Dépassant le million de ventes, les trois titres d’Harper Lee, E. L. James et Paula Hawkins ont porté un marché américain en hausse de 1,8 % à périmètre égal sur les onze premiers mois de 2015, avec un chiffre d’affaires de 9,75 milliards de dollars. La librairie indépendante tire son épingle du jeu, tandis que les ventes numériques tendent à décliner, "indiquant que le marché atteint l’équilibre", nous indique Publishers Weekly, qui constate aussi une croissance "fascinante et inquiétante" du marché de l’autoédition. D’après Publishers Weekly.

Allemagne - 1,6 %

En difficulté, le marché allemand a terminé l’année sur une baisse de 1,6 % (- 2,6 % pour le seul mois de décembre) par rapport à 2014, et ce malgré un prix moyen du livre plus élevé (+ 0,9 %). Das geheime Leben der Bäume (La vie secrète des arbres) de Peter Wohlleben, un titre de Jojo Moyes, le dernier livre du chancelier Helmut Schmidt, décédé en novembre, Altes Land, le premier roman de la journaliste de la radio Dörte Hansen, et Le journal d’un dégonflé de Jeff Kinney sont les meilleures ventes. D’après Buchreport.

Italie + 1,2 %

La chute du marché italien semble se stabiliser avec une baisse de 2,3 % en volumes (- 1,7 % en 2014) et de 1,2 % en chiffre d’affaires (- 1,3 % en 2014) malgré un mois de décembre 2015 en hausse (+ 0,5 % en volumes et + 1,8 % en CA).
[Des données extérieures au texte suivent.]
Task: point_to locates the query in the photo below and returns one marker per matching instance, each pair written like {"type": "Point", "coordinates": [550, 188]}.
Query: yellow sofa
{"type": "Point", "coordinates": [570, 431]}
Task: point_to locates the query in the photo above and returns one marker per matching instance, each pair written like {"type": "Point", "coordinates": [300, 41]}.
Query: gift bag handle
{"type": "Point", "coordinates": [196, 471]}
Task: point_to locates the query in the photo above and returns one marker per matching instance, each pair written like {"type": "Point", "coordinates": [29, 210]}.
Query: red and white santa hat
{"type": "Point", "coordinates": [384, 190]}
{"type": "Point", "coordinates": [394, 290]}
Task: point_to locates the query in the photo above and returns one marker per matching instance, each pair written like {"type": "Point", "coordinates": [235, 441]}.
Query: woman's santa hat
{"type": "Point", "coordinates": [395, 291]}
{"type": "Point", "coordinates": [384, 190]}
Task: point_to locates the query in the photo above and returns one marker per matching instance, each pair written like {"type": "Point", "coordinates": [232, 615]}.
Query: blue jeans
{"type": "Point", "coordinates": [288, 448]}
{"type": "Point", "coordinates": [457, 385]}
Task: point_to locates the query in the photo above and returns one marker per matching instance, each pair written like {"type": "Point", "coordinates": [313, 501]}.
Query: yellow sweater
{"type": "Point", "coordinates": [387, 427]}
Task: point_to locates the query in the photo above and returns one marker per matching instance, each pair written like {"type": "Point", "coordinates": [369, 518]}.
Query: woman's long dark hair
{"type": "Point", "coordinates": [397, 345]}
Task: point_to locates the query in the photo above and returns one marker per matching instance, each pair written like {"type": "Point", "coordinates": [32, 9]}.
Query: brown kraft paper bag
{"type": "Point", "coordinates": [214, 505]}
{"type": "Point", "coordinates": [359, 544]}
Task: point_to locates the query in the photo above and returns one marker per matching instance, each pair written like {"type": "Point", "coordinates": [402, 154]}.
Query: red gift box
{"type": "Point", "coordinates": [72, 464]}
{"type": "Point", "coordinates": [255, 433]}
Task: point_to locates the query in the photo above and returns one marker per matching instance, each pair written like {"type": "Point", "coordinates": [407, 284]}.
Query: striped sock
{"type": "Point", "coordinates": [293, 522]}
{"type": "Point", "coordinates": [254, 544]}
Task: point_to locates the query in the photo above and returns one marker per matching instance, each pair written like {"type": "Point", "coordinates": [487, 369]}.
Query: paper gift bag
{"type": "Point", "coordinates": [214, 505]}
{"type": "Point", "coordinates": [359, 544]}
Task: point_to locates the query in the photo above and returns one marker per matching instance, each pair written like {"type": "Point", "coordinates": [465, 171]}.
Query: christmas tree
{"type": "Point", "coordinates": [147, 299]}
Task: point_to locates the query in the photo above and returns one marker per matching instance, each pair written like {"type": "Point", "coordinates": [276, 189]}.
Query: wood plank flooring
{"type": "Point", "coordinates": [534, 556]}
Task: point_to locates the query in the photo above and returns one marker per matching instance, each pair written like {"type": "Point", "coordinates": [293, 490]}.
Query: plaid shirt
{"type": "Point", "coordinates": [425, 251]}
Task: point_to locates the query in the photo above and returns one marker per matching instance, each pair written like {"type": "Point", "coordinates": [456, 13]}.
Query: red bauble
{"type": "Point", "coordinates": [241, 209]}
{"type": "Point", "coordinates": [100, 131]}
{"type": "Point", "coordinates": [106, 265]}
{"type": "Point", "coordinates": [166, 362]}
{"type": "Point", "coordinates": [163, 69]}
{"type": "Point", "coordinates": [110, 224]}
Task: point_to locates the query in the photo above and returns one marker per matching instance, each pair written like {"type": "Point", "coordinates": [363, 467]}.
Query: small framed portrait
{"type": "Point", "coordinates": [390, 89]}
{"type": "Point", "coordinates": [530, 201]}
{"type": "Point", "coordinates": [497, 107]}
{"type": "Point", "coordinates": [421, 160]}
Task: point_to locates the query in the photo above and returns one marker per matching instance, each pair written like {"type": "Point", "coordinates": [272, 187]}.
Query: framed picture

La baisse est de 7,9 % en volumes et de 9 % en chiffre d’affaires par rapport à 2011, première année de la crise. A 13,46 euros en 2015, le prix moyen est stable. On retrouve en tête des meilleures ventes Paula Hawkins, Sept brèves leçons de physique de Carlo Rovelli et E tutta vita de Fabio Volo. D’après ie-Online

Espagne + 1 %

Après quatre ans de baisse, le marché espagnol renoue avec la croissance (de 1 % à 2 %), portée par les ventes numériques (10 % à 12 % du marché total) avec 8 millions de téléchargements annuels, un chiffre d’affaires de 40 millions d’euros (28 millions en 2014), 60 % des ventes en dehors du territoire espagnol, et un prix moyen de 6 euros. Une vente numérique sur quatre est autoéditée et le catalogue autoédité compte 20 000 titres (essentiellement sur les plateformes Bubok et Amazon) aux côtés des 20 000 publiés par les 700 éditeurs traditionnels (contre 2 519 en 2008). Avec 38 %, Amazon est le leader du marché numérique, suivi d’Apple (32 %), de Google (15 %), Casa del Libro, El Corte Inglés (8 %) et Kobo (5 %). D’après Dosdoce.com.

Chine

Le marché chinois représente 62,4 milliards de yuans, dont 46 % réalisés par les librairies en ligne, qui affichent une croissance de 30 % en 2015, grâce aux bonnes performances de Tmall, leader du marché avec Jingdong et Dangdang, tandis que les groupes d’Etat Wenxuan et Bookuu confortent leur position en ligne. Pour la seule journée du 11 novembre, dédiée au shopping en Chine, Tmall a vendu 10 millions d’exemplaires pour un montant de 268 millions de yuans, et Jingdong 8,6 millions de volumes. Les meilleures ventes sont signées Khaled Hosseini, Zhang Jiajia, Keigo Higashino, Lu Yao et Jiang Rong (Le totem du loup). D’après Bookdao.com.

Canada + 3 %

Le marché canadien progresse de 1 % en volumes et de 3 % en valeur, au profit des librairies indépendantes. En tête des meilleures ventes, Paula Hawkins, Anthony Doerr, E. L. James et le duo Helen Edwards et Jenny Lee Smith (My secret sister) et des coloriages. Stables depuis 2013, les ventes numériques représentent 17 % à 18 % du marché total. D’après Publishers Weekly.. C. C.